Good enough. People leap into the arena and hoist the shocked Eje into the air, passing her around on their shoulders. The girl who beat an ogre will be talked about in the underground for years to come. After what seems like hours of celebration, and finally accepting a drink, Eje collects her winnings from the bookkeeper and makes it back to Octave's table. “You should fight too.” she says, while Octave's new companions look at her with respect now that they know she's on speaking terms with the champion.

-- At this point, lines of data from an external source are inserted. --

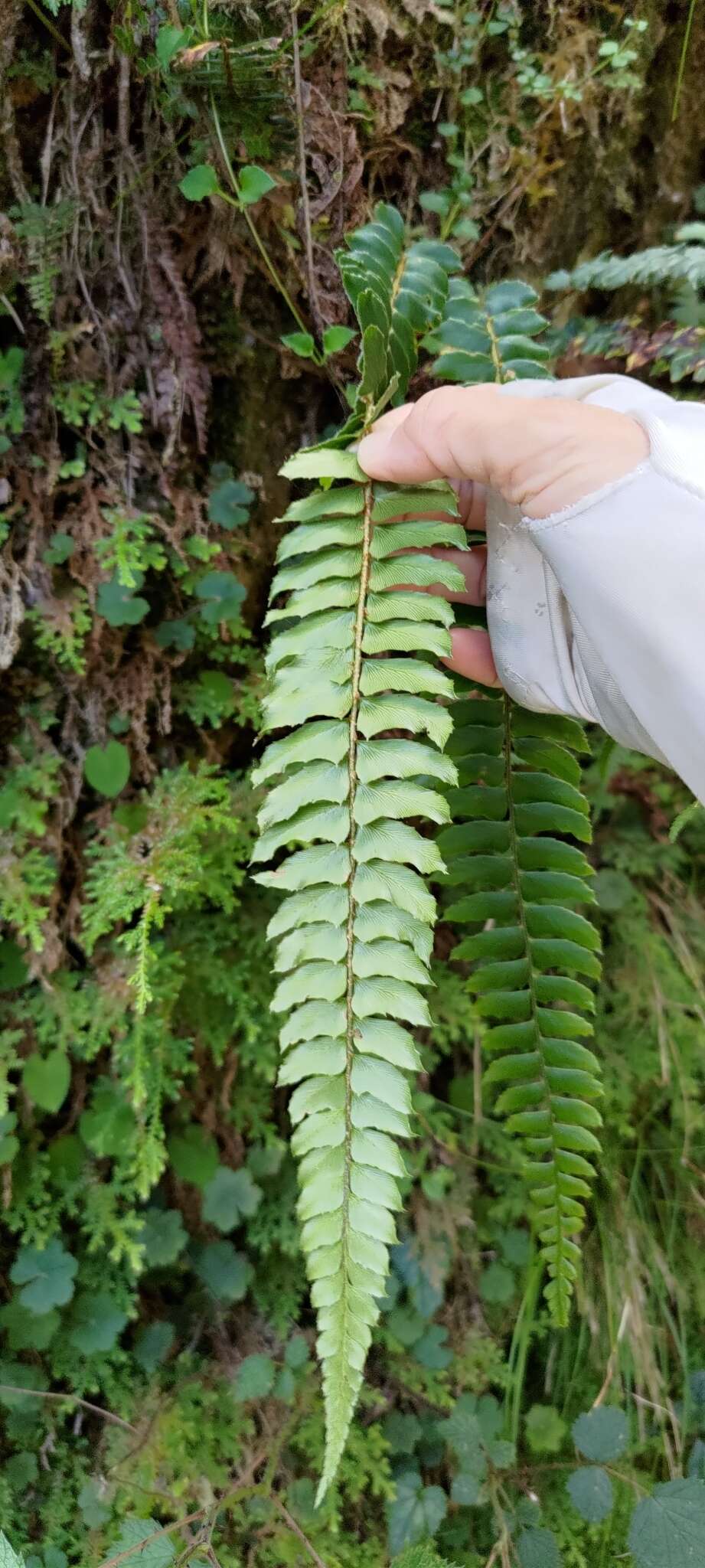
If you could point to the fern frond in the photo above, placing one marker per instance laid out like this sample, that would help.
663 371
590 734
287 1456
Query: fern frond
660 264
488 336
44 231
525 885
516 803
348 662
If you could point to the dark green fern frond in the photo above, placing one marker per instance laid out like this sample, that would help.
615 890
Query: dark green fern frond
350 662
660 264
488 336
516 803
43 231
397 289
533 951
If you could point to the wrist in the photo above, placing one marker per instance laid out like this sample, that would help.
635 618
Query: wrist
569 450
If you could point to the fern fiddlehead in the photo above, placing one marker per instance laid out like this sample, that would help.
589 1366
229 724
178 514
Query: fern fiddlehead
516 805
351 662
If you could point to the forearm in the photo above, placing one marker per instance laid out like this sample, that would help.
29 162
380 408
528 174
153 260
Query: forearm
600 609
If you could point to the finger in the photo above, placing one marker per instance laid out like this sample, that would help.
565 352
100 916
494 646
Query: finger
471 495
541 453
447 435
472 656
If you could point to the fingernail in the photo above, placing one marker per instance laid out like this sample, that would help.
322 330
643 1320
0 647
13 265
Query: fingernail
372 450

“Maybe later.” Octave gives a push to her side and the people on the table squeeze together, creating room for Eje. “Nothing will top that though.” People are still coming up to her eager to get a nod. Even the ogre shows up to shake Eje's hand and congratulate her on the fight. She can't deny it: the people of the underground, beaten, trodden, and taunted by the rest of the city, are nonetheless willing to accept her with open arms. Each cheer reminds her that instead of enraging the audience, she has earned their admiration; torn between two worlds, her aristocratic ego is reborn into merely an ego. Then, as fresh fighters take their places in the arena, the audience's attention shifts away from Eje in her most fragile state of development. She was their superior both in her mind and their own, and now she is another spectator wondering how these nobodies could ever match up to the previous bout. Before anyone can find out, the party is broken.

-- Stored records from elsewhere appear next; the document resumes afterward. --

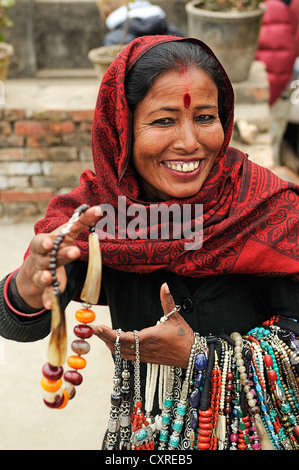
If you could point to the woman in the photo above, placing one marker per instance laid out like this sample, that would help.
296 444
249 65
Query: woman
162 126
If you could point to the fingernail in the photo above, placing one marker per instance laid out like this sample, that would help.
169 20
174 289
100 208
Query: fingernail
98 211
166 288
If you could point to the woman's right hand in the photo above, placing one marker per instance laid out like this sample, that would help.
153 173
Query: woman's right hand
34 278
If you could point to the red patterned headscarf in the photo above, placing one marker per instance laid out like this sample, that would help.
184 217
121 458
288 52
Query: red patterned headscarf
250 217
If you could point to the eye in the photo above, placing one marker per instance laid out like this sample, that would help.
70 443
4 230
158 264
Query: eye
205 118
163 121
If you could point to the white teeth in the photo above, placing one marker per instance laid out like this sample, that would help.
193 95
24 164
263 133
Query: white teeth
185 168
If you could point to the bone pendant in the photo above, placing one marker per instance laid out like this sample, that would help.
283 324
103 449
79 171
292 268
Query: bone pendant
92 286
264 439
57 349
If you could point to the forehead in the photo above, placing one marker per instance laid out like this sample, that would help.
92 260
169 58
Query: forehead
175 84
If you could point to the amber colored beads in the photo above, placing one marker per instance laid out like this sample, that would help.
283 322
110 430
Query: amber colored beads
59 387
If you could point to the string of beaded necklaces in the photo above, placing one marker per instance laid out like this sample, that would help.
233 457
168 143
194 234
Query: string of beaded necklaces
238 392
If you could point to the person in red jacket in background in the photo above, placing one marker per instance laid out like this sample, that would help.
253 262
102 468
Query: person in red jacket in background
278 48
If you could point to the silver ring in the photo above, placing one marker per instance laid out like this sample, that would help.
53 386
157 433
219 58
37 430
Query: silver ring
118 335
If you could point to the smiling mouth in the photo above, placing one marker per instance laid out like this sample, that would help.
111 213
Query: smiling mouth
186 167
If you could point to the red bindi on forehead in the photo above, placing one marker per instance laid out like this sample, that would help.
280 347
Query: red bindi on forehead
187 100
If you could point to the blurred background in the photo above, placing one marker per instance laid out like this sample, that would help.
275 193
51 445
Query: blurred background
56 53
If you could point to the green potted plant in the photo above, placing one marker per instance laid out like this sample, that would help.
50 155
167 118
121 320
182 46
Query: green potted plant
6 50
231 28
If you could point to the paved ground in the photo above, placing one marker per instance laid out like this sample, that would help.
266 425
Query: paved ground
25 422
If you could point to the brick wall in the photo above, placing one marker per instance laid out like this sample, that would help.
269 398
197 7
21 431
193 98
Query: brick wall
41 155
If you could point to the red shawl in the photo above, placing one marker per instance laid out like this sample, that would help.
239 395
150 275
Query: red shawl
251 217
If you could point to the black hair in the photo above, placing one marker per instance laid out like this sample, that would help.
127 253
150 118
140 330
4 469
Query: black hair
170 56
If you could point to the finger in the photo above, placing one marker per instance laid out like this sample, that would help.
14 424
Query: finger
86 219
166 298
108 335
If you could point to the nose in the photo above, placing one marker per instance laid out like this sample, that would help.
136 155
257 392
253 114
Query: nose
186 140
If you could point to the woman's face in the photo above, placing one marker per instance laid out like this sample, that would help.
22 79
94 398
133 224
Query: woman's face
177 134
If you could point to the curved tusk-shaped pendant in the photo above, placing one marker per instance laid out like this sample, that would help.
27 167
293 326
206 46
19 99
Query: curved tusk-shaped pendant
57 349
92 286
264 438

A commotion sounds behind them. “Enough. I said ENOUGH!” a gruff voice announces. A group of guards has appeared. Surprising how long it took them, really. Another unit of four, then another and another. They have the hundreds of revellers surrounded and they fall silent. “Where's your permit?” The guard captain demands as he approaches the barman. He shrugs and gets a slap across the face from a gauntleted hand.

“We need to get out of here.” Eje hisses in Octave's ear. “We can't be caught in some underground fighting ring.”

“I don't run from garbage.”

“They're not garbage, they're city guards doing their job.” Octave has a different idea. As the captain grabs the barman by the shoulders, she pitches her mug at him. It flies through the air, spilling alcohol onto the audience, catching the captain perfectly on the temple. He falls to his hands and knees, bits of ceramic falling beside him. The open air bar erupts again, this time with cups and mugs flying almost as heavily as the screams and curses. The people of the underground have been monitored and questioned one too many times, and now they fight back against those who would deny them even the simple pleasures of life. Guards reach for swords or brandish spears, but are jumped by the masses of people and pulled to the ground. Octave rushes to join them, spitting and hurling kicks onto the guards as they cover their heads and curl into balls, her fury echoing and expanding through the crowd. The guards on the outside of the perimeter flee. And, just as quickly as it started, it ends. The people stand amidst the wreckage of the bar and arena, the ground littered with broken furniture and bodies. Eje, reborn as an infant, gazes about the carnage with wide eyes.